Rua Marquês de Olinda, 126 - Recife Antigo
Década de 1960, desenho sobre cerâmica

São duas obras feitas por encomenda da instituição bancária, cujo prédio foi construído na mesma época. O principal foi concebido para incorporar o desenho da escada. Ele representa os telhados da cidade mas, dos murais remanescentes, este deve ser o que mais se aproxima do abstrato. Como as linhas têm a mesma inclinação da escada e do corrimão, é como se eles fizessem parte do painel.

3. Loja Emmanuelle
Rua Nova, 379 - Santo Antônio
1967 - resina sintética e óleo sobre painel

Realizada para o antigo Banco do Povo, este mural era originalmente composto de dois painéis sobre a vida no campo. O espaço virou ponto comercial, que adaptou o mostruário para preservar a obra.

4. Cine São Luiz
Rua da Aurora, 175 - Boa Vista
1952 - óleo sobre parede

Com a reativação do espaço pelo Governo do Estado, desde o início do ano a obra voltou a ornamentar o hall de entrada deste tradicional cinema de rua. A convite do grupo Severiano Ribeiro, o arquiteto Maurício Coutinho reservou a parede do hall de entrada do Cine São Luiz especialmente para o mural. Pouco antes do governo assumir o local, a Universidade Barros Melo executou a restauração da obra. “Ela mostra a transição da cidade, casarões, as cores. E também representa a transição da vida de fora para o mundo do sonho, do cinema”, diz Lula Cardoso Filho.

5. Microcamp Guararapes
Av. Guararapes, 154 - Santo Antônio
Década de 1960, desenho sobre cerâmica

Construído por Ademar da Costa Carvalho, o Edifício Al Mare conta com um painel posicionado no térreo. Aplicado em resistente cerâmica Conrado Sorgenicht, de São Paulo, o desenho de tons de verde e vermelho representa um engenho. Até dois anos atrás, o local era uma casa de jogos e o painel ficava ao lado de máquinas caça níquel e um cofre. Atualmente, ele fica dentro de uma sala de aula.

6. Restaurante Varanda
Sport Clube do Recife, Ilha do Retiro
1967 - resina sintética e óleo sobre painel

Torcedor do Náutico, de onde chegou a ser presidente, o artista superou o amor ao time e presenteou o clube rival com o painel que mostra o casario na beira do Capibaribe. A doação na verdade foi uma homenagem ao arquiteto Augusto Reinaldo, que desenhou o projeto da sede do Sport. Aluno de Lula Cardoso, ele separou uma parede para o painel, mas antes de executar a obra, morreu em acidente de avião. As condições do painel não são as ideais: a tinta está rachada e as cores apagadas em alguns pontos.

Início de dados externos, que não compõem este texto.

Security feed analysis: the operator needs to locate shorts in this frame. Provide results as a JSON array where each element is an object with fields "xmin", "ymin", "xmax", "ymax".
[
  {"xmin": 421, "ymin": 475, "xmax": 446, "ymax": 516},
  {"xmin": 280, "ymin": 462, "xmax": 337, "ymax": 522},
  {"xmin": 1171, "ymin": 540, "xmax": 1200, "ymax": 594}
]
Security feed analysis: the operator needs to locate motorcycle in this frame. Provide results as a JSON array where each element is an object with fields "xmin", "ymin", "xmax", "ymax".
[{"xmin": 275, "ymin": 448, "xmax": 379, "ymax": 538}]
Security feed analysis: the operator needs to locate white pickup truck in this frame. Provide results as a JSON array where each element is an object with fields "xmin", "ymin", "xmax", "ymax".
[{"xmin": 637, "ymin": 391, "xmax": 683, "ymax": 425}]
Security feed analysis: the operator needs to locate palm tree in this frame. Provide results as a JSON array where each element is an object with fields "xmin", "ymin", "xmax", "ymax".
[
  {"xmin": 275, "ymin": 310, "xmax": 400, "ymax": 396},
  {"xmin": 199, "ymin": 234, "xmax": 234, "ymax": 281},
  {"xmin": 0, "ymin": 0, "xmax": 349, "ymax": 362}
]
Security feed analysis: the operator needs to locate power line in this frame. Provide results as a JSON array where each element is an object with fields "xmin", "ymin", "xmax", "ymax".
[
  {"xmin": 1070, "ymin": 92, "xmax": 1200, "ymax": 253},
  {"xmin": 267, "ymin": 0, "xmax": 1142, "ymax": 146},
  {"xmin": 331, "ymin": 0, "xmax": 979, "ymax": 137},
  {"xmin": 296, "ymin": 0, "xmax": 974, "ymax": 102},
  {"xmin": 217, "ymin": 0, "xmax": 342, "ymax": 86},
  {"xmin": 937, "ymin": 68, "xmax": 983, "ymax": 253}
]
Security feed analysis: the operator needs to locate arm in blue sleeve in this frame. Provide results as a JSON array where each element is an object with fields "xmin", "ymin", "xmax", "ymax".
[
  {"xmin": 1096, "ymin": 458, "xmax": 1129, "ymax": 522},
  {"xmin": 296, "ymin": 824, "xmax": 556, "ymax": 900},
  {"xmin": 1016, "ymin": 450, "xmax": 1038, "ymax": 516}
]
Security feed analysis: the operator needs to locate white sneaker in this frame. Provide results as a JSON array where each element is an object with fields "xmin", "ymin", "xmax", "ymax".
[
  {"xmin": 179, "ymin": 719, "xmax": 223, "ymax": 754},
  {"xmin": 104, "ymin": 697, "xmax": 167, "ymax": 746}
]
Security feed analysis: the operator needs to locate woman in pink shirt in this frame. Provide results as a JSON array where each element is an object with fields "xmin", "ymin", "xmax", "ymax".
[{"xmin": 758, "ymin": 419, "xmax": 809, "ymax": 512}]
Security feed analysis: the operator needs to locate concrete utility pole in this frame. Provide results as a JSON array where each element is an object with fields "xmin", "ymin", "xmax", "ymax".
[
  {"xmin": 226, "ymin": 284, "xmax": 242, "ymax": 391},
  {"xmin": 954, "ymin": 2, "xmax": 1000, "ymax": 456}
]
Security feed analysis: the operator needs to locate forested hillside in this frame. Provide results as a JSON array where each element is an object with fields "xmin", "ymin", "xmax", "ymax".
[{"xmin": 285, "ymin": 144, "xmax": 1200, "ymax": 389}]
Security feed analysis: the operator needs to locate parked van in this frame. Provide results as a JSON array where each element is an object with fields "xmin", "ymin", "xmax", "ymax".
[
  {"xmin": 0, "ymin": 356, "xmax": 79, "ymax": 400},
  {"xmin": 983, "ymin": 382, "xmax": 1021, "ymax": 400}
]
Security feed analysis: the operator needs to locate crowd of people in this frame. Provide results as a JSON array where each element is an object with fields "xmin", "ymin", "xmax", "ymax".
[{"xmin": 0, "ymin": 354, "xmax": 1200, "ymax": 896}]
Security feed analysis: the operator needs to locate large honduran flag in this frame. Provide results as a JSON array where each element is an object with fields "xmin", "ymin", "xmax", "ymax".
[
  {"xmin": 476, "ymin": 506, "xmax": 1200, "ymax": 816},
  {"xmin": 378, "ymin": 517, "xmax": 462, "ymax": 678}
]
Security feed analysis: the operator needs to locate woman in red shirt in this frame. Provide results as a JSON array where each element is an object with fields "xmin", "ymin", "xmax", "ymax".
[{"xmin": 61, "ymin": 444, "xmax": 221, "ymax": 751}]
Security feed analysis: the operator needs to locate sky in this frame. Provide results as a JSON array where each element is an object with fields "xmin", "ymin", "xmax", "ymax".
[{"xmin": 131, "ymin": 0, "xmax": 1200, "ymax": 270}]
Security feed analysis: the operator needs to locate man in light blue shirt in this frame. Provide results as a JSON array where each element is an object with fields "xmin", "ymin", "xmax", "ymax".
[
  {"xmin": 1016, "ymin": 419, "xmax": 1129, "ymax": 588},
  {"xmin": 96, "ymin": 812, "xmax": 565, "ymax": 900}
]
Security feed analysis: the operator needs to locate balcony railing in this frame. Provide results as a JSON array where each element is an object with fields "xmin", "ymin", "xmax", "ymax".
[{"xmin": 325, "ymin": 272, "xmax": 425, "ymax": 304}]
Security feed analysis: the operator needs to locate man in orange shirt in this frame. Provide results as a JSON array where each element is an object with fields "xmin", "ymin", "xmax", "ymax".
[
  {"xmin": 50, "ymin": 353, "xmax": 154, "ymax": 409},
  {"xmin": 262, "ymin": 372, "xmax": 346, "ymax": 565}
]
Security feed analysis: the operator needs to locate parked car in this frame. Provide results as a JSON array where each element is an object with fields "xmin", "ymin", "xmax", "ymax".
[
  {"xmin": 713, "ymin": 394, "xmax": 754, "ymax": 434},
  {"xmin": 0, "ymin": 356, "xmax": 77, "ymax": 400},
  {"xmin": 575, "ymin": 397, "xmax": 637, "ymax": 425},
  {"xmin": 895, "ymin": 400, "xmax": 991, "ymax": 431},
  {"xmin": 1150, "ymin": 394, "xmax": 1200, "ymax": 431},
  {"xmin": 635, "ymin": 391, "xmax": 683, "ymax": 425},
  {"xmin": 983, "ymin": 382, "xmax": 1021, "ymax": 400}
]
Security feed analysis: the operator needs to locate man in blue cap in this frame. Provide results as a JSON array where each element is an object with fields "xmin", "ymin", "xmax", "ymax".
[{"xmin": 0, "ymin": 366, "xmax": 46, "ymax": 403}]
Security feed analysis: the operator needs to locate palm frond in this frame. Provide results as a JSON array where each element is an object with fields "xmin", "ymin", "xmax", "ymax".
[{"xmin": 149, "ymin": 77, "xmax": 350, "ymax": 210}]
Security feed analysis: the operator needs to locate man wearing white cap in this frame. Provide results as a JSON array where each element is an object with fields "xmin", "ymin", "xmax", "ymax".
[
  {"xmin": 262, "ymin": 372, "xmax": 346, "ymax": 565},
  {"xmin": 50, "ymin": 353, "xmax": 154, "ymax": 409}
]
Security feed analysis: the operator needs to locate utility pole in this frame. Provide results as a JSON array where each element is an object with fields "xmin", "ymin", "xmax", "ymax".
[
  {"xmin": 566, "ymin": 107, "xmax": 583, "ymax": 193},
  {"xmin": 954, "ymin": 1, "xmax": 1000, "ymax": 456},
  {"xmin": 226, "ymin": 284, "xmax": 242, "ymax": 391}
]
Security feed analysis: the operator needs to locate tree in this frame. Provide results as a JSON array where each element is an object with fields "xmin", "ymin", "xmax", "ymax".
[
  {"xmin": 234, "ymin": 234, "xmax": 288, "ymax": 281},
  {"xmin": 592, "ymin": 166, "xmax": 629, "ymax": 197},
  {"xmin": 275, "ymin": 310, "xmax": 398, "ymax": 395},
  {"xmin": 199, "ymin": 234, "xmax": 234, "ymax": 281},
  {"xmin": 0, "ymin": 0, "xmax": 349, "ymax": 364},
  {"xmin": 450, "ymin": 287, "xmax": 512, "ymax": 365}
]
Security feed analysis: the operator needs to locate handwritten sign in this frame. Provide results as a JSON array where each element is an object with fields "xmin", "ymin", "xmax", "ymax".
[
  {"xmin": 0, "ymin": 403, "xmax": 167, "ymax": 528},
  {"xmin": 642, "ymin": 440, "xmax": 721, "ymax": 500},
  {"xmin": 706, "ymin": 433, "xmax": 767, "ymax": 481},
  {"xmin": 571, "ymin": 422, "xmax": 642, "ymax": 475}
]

7. Caixa Econômica Federal
Shopping Recife - Boa Viagem
1960 - Resina sintética e óleo sobre tela

Dos três murais produzidos para a matriz do banco na Avenida Guararapes, hoje desativada, dois continuam disponíveis na agência do shopping. O terceiro foi retirado para restauro. O conjunto irá compor a entrada da futura sede da Caixa Cultural, que funcionará no antigo prédio da Bolsa de Valores.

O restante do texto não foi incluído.